Life Tech does not break out sales for individual product lines. However, during a conference call discussing the company's Q1 financial results, CEO Greg Lucier noted that the company expanded its PCR and qPCR businesses in the first quarter. "We began taking orders for our QuantStudio digital PCR product and immediately saw higher customer demand than expected," Lucier said, although he did not quantify this demand. Life Tech launched QuantStudio in October (PCR Insider, 10/13/2011).
"QuantStudio is a versatile instrument used for high-throughput, real-time, and digital PCR," he added. "It is ideal for customers who require speed, flexibility, and scalability as they conduct high-quality qPCR analysis, [or] run high volumes of samples for pharmacogenetic studies or [agricultural biology] applications like crop testing."
In addition, Lucier noted during the call that the company expanded its TaqMan Mutation Detection Assays in the first quarter by introducing new assays "to detect an additional 241 of the most common mutations in 21 cancer genes and to provide researchers with tools to accurately and quickly interrogate their samples for a broader range of key cancer mutations. This technology serves as an ideal complement to accurately confirm results of next-generation sequencing experiments." (PCR Insider, 4/5/2012).
Lastly, Applied Sciences revenue was $162 million in Q1, an increase of 4 percent year-over-year, or 3 percent excluding foreign currency impact. This growth was driven by increased sales in bioproduction, forensics, animal health, and food safety products.
Life Tech lumps all of its CE and qPCR instruments that are used for applied markets into this category, and the company added to that portfolio with the acquisition in of France's LSI in Q1.

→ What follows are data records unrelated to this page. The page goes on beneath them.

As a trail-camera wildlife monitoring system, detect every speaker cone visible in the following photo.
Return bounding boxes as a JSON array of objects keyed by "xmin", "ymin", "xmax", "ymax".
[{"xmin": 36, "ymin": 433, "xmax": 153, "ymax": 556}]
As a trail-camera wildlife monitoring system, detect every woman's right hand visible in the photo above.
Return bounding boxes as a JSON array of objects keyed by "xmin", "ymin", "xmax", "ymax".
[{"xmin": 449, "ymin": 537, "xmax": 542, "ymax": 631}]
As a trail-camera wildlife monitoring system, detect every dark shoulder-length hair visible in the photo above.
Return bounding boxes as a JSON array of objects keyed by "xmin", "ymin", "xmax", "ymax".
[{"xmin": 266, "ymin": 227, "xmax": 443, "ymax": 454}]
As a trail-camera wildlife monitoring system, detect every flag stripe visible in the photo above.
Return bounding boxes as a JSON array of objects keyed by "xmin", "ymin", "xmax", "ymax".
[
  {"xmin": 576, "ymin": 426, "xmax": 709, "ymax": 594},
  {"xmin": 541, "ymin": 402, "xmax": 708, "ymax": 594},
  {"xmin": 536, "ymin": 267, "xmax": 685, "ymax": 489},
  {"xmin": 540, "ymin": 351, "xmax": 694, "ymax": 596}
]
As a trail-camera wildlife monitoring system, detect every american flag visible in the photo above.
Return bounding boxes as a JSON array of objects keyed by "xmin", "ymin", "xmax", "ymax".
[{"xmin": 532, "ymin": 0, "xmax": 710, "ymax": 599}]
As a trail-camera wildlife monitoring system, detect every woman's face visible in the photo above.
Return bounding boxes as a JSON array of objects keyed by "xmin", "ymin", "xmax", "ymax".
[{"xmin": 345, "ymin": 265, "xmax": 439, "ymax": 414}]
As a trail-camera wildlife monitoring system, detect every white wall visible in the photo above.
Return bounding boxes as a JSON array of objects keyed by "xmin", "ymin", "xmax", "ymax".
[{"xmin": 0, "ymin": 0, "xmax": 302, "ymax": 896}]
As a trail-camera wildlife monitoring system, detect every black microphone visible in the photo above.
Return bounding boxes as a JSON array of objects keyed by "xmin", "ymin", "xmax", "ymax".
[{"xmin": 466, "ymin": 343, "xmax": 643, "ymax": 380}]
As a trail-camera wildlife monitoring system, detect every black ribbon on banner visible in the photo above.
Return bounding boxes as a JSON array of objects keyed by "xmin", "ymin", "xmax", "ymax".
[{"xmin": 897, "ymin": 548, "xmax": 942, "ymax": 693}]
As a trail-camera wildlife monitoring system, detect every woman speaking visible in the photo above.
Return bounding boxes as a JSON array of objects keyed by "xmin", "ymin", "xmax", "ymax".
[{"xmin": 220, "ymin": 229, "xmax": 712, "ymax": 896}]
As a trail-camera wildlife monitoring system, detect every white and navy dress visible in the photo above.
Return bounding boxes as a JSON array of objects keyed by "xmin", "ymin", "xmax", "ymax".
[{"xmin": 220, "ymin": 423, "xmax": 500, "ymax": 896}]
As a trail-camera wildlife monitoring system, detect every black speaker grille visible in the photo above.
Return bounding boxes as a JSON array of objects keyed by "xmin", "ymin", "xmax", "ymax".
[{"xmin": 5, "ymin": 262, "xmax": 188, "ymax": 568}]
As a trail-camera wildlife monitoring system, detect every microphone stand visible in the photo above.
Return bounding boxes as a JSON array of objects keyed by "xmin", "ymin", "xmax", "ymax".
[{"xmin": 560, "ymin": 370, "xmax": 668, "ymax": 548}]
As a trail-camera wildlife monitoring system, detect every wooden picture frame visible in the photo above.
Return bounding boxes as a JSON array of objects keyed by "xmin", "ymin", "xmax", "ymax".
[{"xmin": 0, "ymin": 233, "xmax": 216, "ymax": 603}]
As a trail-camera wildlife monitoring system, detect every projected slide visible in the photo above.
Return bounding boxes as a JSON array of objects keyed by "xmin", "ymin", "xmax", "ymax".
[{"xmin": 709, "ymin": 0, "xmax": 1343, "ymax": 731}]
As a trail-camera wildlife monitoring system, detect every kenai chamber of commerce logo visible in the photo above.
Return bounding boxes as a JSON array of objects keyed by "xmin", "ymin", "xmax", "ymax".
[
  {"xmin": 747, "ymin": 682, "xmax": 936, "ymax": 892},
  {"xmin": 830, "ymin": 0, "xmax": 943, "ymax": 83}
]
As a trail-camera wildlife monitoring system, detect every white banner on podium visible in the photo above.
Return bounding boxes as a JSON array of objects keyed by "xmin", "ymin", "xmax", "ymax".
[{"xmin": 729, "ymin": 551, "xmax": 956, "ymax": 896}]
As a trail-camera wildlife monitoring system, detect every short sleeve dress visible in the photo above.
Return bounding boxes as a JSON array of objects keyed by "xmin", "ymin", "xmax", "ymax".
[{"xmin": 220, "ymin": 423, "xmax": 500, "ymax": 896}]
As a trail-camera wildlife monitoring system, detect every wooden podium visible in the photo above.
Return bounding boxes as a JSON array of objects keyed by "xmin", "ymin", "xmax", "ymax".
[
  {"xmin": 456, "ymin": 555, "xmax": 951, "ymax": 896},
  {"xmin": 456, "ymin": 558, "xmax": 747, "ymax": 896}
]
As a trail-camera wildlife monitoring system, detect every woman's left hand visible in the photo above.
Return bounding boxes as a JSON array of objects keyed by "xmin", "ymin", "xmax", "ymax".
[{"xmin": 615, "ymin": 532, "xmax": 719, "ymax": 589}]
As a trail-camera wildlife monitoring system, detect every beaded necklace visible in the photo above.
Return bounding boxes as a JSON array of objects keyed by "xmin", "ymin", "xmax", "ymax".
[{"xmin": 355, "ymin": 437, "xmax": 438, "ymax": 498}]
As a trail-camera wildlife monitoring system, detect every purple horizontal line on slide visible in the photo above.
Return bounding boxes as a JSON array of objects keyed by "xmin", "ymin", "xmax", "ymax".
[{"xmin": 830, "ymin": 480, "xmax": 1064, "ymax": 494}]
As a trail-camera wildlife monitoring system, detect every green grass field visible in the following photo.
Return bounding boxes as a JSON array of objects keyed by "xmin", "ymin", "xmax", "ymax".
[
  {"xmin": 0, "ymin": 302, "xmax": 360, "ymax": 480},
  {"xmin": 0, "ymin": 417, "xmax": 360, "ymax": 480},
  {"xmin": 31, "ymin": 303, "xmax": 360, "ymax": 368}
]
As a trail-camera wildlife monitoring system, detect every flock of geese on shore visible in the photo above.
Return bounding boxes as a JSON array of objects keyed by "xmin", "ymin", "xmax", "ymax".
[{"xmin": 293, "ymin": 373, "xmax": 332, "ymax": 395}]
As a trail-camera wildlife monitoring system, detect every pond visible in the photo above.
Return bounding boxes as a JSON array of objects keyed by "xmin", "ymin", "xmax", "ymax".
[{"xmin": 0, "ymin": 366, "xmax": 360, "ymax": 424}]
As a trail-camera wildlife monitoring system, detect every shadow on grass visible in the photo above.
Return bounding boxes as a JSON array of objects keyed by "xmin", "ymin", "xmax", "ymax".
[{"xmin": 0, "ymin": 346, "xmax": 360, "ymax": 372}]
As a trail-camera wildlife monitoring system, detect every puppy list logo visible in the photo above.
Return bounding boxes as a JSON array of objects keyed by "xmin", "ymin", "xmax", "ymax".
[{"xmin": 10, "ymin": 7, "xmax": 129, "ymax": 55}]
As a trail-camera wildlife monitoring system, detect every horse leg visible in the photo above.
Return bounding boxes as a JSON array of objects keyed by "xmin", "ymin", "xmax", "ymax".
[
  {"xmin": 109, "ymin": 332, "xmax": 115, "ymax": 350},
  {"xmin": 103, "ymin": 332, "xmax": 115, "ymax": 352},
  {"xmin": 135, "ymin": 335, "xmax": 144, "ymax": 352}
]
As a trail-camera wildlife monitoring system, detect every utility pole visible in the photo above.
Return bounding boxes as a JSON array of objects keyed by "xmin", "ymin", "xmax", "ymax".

Lucier noted during the conference call that "LSI is a leader in veterinary real-time PCR animal testing, and combined now with Life, we offer a full suite of solutions for both ELISA- and PCR-based animal health tests."
Lucier also noted the company's previously disclosed acquisition in January of Matrix MicroScience, a UK-based manufacturer of large-volume, automated sample prep systems and consumables for food safety testing (PCR Insider, 1/26/2012). Lucier said during the call that the addition of these products allows Life to provide its customers with "the fastest and most cost-effective workflow" for food safety testing.
Life Tech said that neither the LSI nor the Matrix acquisitions would have a material impact on its financial results this year.
In general, Lucier said that Applied Sciences made "solid progress" in Q1 as the company worked to expand its portfolio in the various markets that fall under this business unit.
In particular, in response to an analyst's question about the forensics business, Lucier noted that it had "a very good quarter" in Q1, particularly in overseas markets.
"We had a couple of big orders in our key countries around the world," he said. "We have continued to launch new products in terms of particular profiling technologies for key countries that we think will unlock future growth."
Further, Lucier said that Life Tech is "looking at new instrumentation in that market that should help us in the ensuing quarters around a broader definition of not just using DNA, but human identification, and we're excited about that platform."
Lucier did not provide additional information on this new platform, and a spokesperson for Life Tech told PCR Insider in an e-mail that the company had no further information to share other than that the company "is making investments in this area."
Life Tech's current major forensics products include the AutoMate Express Forensic DNA Extraction System, AmpFℓSTR Identifiler PCR amplification kits, and 3500 and 3500xL genetic analyzers.